Here is a useful paper that characterizes race conditions formally: What Are Race Conditions? Some Issues and Formalizations (Robert H. B. Netzer, Barton P. Miller) [ACM Letters on Programming Languages and Systems v1n1, March 1992).
Netzer (who wrote his PhD thesis on this subject) classifies data races into two categories: general races, which pertain to programs which are meant to be deterministic, and data races, which pertain to programs which are non-deterministic. Then he also presents an orthogonal classification of races: feasible races which “capture the intuitive notions desired for debugging” but which are hard to compute completely and accurately, and apparent races which “capture less accurate notions” which can be detected in practice, but which are sufficiently less accurate that they tend to swamp the user with false positives.
So: general races cause non-deterministic execution in programs intended to be deterministic, and data races cause non-atomic execution of critical sections in non-deterministic programs. Thus both kind of races can cause failures in programs.
In fact, in my most recent job, I dealt with both kinds of races in the application program we were building.
In fact, both general races and data races are important concepts. Your typical Windows application program is non-deterministic – execution depends on the precise timing and ordering of input events (keystroke, mouse movement, and system messages) – but also contains large sections that are intended to operated deterministically (e.g., if in Photoshop you load a certain image file, and execute a specific filter with specific parameters on it, and then you save the resulting image in another file, then the result should be the same each time you do it even if the timing of your mouse movements differs from run to run.)

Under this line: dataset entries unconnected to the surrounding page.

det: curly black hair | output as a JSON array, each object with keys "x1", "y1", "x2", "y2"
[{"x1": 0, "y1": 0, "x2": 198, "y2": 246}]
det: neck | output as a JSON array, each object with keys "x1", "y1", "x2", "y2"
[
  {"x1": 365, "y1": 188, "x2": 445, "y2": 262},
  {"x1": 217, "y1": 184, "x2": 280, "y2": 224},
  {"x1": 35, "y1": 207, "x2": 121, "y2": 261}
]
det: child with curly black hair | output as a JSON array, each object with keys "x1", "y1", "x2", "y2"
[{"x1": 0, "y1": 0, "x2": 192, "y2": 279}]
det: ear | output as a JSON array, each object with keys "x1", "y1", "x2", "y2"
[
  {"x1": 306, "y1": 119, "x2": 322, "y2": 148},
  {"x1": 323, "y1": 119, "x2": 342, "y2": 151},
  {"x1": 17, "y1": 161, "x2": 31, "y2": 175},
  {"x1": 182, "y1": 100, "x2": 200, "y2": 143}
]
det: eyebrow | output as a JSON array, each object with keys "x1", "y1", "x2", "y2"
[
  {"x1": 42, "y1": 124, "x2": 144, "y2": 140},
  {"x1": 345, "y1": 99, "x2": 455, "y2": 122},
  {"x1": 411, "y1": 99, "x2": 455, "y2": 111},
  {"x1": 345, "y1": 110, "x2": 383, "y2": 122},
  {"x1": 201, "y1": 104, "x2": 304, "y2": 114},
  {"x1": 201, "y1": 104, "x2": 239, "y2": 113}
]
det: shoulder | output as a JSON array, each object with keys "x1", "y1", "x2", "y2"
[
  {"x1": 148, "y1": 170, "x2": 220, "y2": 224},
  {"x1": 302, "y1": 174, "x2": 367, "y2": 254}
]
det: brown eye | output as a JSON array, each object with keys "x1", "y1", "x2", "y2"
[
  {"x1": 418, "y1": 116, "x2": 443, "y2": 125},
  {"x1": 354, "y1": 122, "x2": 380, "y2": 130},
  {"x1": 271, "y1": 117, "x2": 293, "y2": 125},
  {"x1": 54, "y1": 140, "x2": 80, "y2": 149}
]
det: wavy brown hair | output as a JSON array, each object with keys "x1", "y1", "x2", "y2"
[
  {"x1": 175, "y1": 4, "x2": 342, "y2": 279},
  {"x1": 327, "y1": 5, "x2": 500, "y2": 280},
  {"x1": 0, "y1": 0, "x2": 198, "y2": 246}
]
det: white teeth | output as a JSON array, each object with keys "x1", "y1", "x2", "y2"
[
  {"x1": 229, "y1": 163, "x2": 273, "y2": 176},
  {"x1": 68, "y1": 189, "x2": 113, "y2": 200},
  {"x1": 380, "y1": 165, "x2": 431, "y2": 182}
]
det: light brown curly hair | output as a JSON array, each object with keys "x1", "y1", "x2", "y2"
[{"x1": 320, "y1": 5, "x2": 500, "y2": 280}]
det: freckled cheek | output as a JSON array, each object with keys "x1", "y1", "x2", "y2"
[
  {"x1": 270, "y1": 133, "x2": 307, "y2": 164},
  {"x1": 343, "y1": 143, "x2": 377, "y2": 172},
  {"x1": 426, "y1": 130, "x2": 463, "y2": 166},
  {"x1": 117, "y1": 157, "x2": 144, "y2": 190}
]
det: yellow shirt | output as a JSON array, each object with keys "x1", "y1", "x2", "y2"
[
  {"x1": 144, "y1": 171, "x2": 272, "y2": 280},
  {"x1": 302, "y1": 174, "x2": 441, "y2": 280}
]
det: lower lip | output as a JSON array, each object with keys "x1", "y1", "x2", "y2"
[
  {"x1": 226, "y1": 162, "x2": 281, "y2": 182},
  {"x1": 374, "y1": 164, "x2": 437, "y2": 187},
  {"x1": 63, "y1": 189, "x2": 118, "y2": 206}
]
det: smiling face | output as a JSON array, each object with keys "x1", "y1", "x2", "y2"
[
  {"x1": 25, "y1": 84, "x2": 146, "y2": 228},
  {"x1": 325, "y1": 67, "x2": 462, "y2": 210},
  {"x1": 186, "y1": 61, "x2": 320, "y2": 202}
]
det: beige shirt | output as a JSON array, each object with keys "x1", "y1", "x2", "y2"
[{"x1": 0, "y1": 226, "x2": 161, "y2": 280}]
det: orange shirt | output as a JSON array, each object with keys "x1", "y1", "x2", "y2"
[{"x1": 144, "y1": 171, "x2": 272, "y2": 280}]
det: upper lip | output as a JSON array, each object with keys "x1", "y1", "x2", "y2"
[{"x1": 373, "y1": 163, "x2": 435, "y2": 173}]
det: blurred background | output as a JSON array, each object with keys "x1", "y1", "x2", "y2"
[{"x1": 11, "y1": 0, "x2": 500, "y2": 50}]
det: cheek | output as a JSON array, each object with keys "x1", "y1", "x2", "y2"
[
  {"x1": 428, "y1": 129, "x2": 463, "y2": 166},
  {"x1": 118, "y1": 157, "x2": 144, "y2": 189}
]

(Note that the “critical sections” that are violated by data races need not be the operating system-provided primitive, like CRITICAL_SECTION objects in Windows. It just means any bit of code that implements—or is supposed to implement—mutual exclusion.)
(By the way, I found this article somewhat difficult to understand: the differences between the feasibledata races and apparent races, which are the key to Netzer’s classification, were hard to grasp. Also it wasn’t really clear what he meant by feasible execution. Finally, the writing was repetitive in places.)